Warum kann man sagen, dass Jesus „für uns“ gestorben ist?

Was in der jüdischen Tradition und der des Neuen Testaments selbstverständlich zu sein schien, stellt für unsere Zeit des ausgeprägten Individualismus eine Schwierigkeit dar. Im Gegensatz zum heutigen „Jeder für sich“ wurde damals jeder einzelne Mensch als repräsentativ für die ganze Menschheit angesehen, für eine als Einheit betrachtete Menschheit, nicht abstrakt, sondern als eine Wirklichkeit geistlichen Ranges. Dies uns vorzustellen, fällt uns heute schwer.

Dennoch machen auch wir Erfahrungen enger menschlicher Solidarität und tiefer Gemeinschaft, bei denen wir ahnen, dass die Menschheit eins ist und jeder Mensch dieser Tatsache Gestalt geben kann. Denken wir an unsere Ergriffenheit, wenn sich jemand anbietet, für einen anderen zu sterben (wie zum Beispiel P. Maximilian Kolbe). Denken wir an die vielen Männer und Frauen, die nicht zögern, ihr Leben für andere auf Spiel zu setzen; oder die es ohne Aufhebens in einem Dienst verbrauchen lassen, als würde es den anderen gehören. Denken wir auch an manches Leiden von Menschen, das uns nahegeht als wäre es unser eigenes. Bei all diesen Gelegenheiten kann man erkennen, dass sich die Menschheit nicht darauf beschränkt, sich als Nebeneinander von Einzelwesen darzustellen, sondern nach einer Einheit strebt, für die jeder Mensch repräsentativ ist. In diesen Sinn sprach Frère Roger gerne von der „Menschheitsfamilie“.

In solcher Perspektive kann man Jesus auf einzige und absolute Art als den Menschen schlechthin bekennen, wie es Pilatus ebenso unbewusst wie unüberholbar tat: „Seht, da ist der Mensch“. Ein solcher Satz hat bei Johannes freilich zwei Bedeutungsebenen: Seht euren Mann, das Individuum, das ihr zu mir gebracht habt.

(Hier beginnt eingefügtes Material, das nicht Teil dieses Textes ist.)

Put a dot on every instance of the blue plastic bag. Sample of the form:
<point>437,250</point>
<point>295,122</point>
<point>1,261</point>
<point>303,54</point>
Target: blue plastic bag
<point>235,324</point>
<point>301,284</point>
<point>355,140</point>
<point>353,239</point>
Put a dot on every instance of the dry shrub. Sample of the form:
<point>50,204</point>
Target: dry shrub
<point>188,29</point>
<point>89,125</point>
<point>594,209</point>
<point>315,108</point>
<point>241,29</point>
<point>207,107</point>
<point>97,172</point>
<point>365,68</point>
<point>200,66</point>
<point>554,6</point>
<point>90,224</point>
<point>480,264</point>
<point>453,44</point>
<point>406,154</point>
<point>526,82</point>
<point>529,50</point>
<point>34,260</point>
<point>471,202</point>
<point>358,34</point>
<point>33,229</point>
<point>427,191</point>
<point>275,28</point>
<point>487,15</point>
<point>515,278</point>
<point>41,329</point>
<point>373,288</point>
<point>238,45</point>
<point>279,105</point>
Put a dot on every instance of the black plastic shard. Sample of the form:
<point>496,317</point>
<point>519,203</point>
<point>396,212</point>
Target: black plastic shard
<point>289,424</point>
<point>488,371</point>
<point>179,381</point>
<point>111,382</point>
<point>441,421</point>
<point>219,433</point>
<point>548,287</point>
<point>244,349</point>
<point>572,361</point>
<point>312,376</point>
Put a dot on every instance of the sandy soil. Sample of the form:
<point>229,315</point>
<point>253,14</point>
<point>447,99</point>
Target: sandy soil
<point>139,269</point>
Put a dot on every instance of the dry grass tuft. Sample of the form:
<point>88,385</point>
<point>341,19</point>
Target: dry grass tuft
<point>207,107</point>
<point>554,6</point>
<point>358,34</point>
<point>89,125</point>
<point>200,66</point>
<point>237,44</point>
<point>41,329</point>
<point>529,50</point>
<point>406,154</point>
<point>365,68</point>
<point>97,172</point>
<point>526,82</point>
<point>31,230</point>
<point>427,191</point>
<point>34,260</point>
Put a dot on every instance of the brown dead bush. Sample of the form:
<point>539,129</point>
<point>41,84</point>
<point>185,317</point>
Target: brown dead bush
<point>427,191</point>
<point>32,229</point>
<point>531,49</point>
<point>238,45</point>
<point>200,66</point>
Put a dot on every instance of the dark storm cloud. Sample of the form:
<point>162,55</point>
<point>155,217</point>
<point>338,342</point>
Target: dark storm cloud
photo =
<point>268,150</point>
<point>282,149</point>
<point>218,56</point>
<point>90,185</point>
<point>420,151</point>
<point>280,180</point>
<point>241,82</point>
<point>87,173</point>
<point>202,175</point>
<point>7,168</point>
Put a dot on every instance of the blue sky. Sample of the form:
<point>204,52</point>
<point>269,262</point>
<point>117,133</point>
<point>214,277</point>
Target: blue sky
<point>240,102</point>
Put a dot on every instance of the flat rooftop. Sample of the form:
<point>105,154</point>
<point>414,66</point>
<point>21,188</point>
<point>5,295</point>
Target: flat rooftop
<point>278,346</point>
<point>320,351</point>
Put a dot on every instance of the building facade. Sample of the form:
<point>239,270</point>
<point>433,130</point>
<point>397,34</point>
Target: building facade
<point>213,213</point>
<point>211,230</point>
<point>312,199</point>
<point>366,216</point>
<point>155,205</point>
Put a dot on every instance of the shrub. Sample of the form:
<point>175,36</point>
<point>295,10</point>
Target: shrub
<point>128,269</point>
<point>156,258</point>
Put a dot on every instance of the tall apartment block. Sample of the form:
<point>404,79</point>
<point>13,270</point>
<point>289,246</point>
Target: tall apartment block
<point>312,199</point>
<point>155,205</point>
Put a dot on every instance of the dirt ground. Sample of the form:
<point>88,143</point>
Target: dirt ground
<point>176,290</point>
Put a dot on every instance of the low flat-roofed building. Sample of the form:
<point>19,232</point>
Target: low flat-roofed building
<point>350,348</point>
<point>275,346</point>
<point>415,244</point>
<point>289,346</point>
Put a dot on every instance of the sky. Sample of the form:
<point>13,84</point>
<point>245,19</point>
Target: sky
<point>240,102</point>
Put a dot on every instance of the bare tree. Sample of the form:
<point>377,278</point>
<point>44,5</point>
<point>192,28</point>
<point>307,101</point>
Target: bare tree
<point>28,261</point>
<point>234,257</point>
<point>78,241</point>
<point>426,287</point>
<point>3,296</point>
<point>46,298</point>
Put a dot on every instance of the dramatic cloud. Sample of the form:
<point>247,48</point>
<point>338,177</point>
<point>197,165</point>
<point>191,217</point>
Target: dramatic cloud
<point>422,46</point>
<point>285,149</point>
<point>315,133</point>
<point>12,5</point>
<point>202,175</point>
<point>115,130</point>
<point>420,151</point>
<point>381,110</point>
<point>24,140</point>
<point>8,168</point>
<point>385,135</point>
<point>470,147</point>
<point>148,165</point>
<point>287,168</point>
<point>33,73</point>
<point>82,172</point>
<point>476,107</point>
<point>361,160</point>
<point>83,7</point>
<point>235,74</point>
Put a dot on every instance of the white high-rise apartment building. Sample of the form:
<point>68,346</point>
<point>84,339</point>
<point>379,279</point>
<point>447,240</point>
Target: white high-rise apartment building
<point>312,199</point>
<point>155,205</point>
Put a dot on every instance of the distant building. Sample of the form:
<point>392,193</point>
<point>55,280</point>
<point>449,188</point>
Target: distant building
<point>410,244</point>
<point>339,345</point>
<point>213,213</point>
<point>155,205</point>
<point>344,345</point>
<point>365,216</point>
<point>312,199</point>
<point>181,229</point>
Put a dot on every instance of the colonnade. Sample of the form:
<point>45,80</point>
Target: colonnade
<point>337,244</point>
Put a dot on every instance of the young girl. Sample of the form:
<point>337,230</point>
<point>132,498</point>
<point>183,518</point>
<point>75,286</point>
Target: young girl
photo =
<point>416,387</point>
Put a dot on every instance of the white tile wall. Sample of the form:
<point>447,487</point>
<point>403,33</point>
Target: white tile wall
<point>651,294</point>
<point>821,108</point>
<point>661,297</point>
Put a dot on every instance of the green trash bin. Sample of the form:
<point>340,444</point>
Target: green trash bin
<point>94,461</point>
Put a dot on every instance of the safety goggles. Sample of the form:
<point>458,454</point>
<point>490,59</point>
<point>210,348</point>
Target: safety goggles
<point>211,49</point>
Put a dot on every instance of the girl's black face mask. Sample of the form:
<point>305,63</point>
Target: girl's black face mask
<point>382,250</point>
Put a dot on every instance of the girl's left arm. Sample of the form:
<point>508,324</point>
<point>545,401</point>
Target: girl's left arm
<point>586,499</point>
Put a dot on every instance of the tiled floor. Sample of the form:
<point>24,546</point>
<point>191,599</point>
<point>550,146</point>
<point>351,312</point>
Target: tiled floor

Und: Seht das eigentliche Bild des Menschen, wie es der Schöpfer ewig angelegt hat, seht den wahren Vertreter jedes Menschen in den Augen Gottes.

Bei der Art, wie Gott vorgeht, um die Menschheit im Innersten zu erreichen, versteht man das Warum der Menschwerdung und des Leidens Christi nicht, wenn man in ihm nicht den Sohn Gottes erkennt, der zum Bruder eines jeden von uns wird. Unser Bruder, und viel mehr noch unser Vertreter vor Gott – besser gesagt: meine gleichsam persönliche Gegenwart bei Gott. Man kann sagen, dass er unseren Platz einnimmt, um vor Gott eine menschliche Existenz zu führen, die vollkommen auf die Liebe seines Vaters antwortet, und dass er sich an unserer Statt dem Unheil des Todes stellt. Paradoxerweise jedoch nimmt er unseren Platz ein, ohne ihn uns wegzunehmen, sondern indem er uns ihn im Gegenteil ganz und gar einräumt.

Durch seine Geburt als Mensch nimmt er mein Leben in sich auf, um mir an seinem Anteil zu geben: an seinem Leben auf der Erde, ganz aus Freiheit und Gehorsam, an seinem schmerzvollen und siegreichen Kreuz, an seinem Leben in der Ewigkeit. Die Selbsthingabe ist in ihm angesichtsdes Unheils seines Todes so groß, dass er sie in Segen für sich und für uns verkehrt. So ist er, für mich, für dich, für uns. Und genau deshalb spricht der Apostel von der Taufe als der Art und Weise, in der der Vater uns durch den Heiligen Geist auf die menschliche Existenz des gestorbenen und auferstandenen Jesus aufpfropft.